Les dames en blouse rose m’ont promis que ça ne faisait pas mal.

 

  • AAAAAAAAAAAAAAAAAAAHHHHHHH ! ENLEVEZ- MOI ÇA TOUT DE SUITE ESPÈCE DE GARCE !!! ÇA BRÛÛÛLE !
  • Ça va refroidir, madame, ne bougez pas.
  • Oh bordel quelle horreur…. Mais qu’est-ce que c’était ?
  • De la cire, madame. C’était un peu chaud ?
  • Un peu ??? Vous m’avez brûlé le minou au 3ème degré. Je ne pourrai peut-être plus jamais faire l’amour.

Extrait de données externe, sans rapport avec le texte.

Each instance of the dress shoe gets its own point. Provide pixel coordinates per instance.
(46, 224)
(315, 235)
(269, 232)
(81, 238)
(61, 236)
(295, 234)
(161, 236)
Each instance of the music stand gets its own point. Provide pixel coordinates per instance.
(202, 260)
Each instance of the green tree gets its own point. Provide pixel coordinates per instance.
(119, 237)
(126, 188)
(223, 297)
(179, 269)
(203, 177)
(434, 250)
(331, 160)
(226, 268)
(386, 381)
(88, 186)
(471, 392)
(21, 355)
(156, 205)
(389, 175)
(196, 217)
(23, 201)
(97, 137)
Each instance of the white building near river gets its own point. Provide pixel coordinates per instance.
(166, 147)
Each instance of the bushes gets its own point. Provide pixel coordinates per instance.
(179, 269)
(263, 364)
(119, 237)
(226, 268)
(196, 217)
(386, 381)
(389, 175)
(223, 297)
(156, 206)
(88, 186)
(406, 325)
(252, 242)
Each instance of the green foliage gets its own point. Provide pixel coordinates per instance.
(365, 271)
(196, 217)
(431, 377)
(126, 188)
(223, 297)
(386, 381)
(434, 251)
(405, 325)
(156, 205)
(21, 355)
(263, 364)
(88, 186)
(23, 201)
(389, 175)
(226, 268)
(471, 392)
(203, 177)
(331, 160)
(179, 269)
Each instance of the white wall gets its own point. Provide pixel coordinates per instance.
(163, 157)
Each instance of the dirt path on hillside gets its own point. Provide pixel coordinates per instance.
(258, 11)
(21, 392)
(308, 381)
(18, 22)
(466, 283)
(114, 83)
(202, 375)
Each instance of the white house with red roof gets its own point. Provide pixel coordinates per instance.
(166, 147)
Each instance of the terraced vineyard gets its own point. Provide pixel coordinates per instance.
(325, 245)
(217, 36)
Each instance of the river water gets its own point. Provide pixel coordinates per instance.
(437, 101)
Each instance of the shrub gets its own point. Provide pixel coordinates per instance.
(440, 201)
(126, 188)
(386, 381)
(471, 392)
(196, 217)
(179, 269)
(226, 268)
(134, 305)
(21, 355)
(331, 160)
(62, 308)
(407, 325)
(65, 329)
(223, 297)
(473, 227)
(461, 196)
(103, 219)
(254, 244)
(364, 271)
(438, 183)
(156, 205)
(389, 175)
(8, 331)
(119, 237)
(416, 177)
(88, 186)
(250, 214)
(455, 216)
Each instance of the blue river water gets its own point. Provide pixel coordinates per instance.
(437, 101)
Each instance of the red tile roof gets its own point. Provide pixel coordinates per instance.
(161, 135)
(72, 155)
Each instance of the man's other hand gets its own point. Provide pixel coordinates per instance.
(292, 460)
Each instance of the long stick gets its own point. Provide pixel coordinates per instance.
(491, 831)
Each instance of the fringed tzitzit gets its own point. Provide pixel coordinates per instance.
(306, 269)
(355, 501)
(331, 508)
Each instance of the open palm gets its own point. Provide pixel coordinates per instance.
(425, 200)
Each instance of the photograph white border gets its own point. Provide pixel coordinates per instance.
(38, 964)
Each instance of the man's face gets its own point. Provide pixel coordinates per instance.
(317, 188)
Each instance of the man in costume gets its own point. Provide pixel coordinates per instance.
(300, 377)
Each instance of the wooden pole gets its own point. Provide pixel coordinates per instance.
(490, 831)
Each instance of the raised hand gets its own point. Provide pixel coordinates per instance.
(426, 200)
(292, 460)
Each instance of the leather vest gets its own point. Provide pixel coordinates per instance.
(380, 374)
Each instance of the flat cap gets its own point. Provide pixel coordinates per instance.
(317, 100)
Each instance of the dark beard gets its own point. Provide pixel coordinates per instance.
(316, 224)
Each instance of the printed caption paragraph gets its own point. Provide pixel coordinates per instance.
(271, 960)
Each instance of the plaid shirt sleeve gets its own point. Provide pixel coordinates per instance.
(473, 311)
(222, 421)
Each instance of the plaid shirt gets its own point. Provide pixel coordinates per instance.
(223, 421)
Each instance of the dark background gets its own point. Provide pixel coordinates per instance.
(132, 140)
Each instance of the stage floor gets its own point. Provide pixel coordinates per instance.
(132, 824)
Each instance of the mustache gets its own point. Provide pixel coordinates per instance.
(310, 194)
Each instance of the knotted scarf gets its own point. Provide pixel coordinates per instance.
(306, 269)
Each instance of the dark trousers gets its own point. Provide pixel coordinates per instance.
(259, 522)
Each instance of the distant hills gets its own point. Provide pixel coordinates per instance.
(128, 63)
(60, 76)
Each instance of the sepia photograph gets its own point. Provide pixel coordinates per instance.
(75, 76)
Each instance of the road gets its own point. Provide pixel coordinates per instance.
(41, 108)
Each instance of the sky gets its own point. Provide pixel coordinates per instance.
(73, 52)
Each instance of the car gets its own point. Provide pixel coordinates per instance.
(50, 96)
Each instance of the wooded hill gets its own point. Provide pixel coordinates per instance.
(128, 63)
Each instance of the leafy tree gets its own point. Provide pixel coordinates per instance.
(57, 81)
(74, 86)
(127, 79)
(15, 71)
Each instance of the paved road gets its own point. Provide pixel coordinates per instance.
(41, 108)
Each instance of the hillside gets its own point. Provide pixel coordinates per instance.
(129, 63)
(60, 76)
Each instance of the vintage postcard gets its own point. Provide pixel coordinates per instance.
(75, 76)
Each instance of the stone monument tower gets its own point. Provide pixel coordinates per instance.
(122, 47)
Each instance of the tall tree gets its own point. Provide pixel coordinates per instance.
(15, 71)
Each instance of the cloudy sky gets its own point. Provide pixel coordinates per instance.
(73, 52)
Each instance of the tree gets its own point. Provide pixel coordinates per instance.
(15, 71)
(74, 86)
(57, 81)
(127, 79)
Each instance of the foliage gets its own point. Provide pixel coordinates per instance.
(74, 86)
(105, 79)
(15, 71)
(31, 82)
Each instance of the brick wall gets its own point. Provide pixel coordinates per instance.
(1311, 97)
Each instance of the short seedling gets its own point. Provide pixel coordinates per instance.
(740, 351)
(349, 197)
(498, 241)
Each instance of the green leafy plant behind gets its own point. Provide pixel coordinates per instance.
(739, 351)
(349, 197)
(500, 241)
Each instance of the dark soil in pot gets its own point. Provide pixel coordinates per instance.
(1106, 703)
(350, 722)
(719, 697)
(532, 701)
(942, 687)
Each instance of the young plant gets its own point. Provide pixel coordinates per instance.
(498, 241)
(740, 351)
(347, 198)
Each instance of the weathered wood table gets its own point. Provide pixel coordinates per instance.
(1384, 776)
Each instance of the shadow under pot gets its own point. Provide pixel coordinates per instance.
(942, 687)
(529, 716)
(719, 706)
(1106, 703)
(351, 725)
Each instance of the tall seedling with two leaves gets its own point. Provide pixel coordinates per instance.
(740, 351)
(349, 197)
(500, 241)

  • Mais si, mais si, ne vous inquiétez pas. Attention, je vais ôter la bande.
  • Ça fait mal ?
  • Un tout petit petit peu.
  • AAAAAAAAAAAAAAAAAAAAAAAAHHH ! ARRÊTEZ, ARRÊTEZ ! ARRÊTEZ TOUT DE SUITE ! LÂCHEZ ÇA TOUT DE SUITE JENNIFER OU JE VOUS MORDS !
  • Madame, si vous n’arrêtez pas de crier et de vous agiter, je ne pourrai pas enlever la bande de cire.
  • Je m’en fiche ! Laissez la ! N’y touchez plus ! Ne l’enlevez pas ! Je vous en supplie.
  • Vous ne pouvez pas rester avec cette bande de cire à moitié décollée ! Madame !
  • AAAAAH ! Qu’est-ce que vous avez fait !
  • Je l’ai enlevé ! Vous voyez ! C’était rien !
  • Je vous le fais après. Vous verrez.
  • Allez, on fait le deuxième côté ?
  • Donnez-moi un bâton à mordre. Ou de la morphine. Je veux être anesthésiée.
  • Serrez ma main, ça ira, et respirez.
  • AAAAAAAAAAAAAAAAAAAAAAAAAAHHHHHH ! Mon dieu… C’est horrible. Je me sens partir…. Mais pourquoi… Pourquoi s’infliger toutes ces souffrances…
  • Pour nos hommes, mademoiselle.
  • Et eux, AAAAAAAAÏE, aïe, aïe, qu’est-ce qu’ils font pour nous ? Rien. Ils ne font rien, Jennifer. Ils ne sont même plus obligés de se raser la barbe parce qu’ils sont soit disant plus sexy avec. J’attends avec impatience qu’on trouve les femmes plus sexy avec leurs poils. Mais je crains que ça n’arrive jamais…Vous voyez, ma petite Jennifer, rien que pour ça, on ne sera jamais égaux, eux et nous. Jamais. Tant qu’on demandera aux femmes de s’enlever les poils, l’égalité des sexes ne pourra exister. Allez, enlevez-moi cette bande et qu’on en parle plus.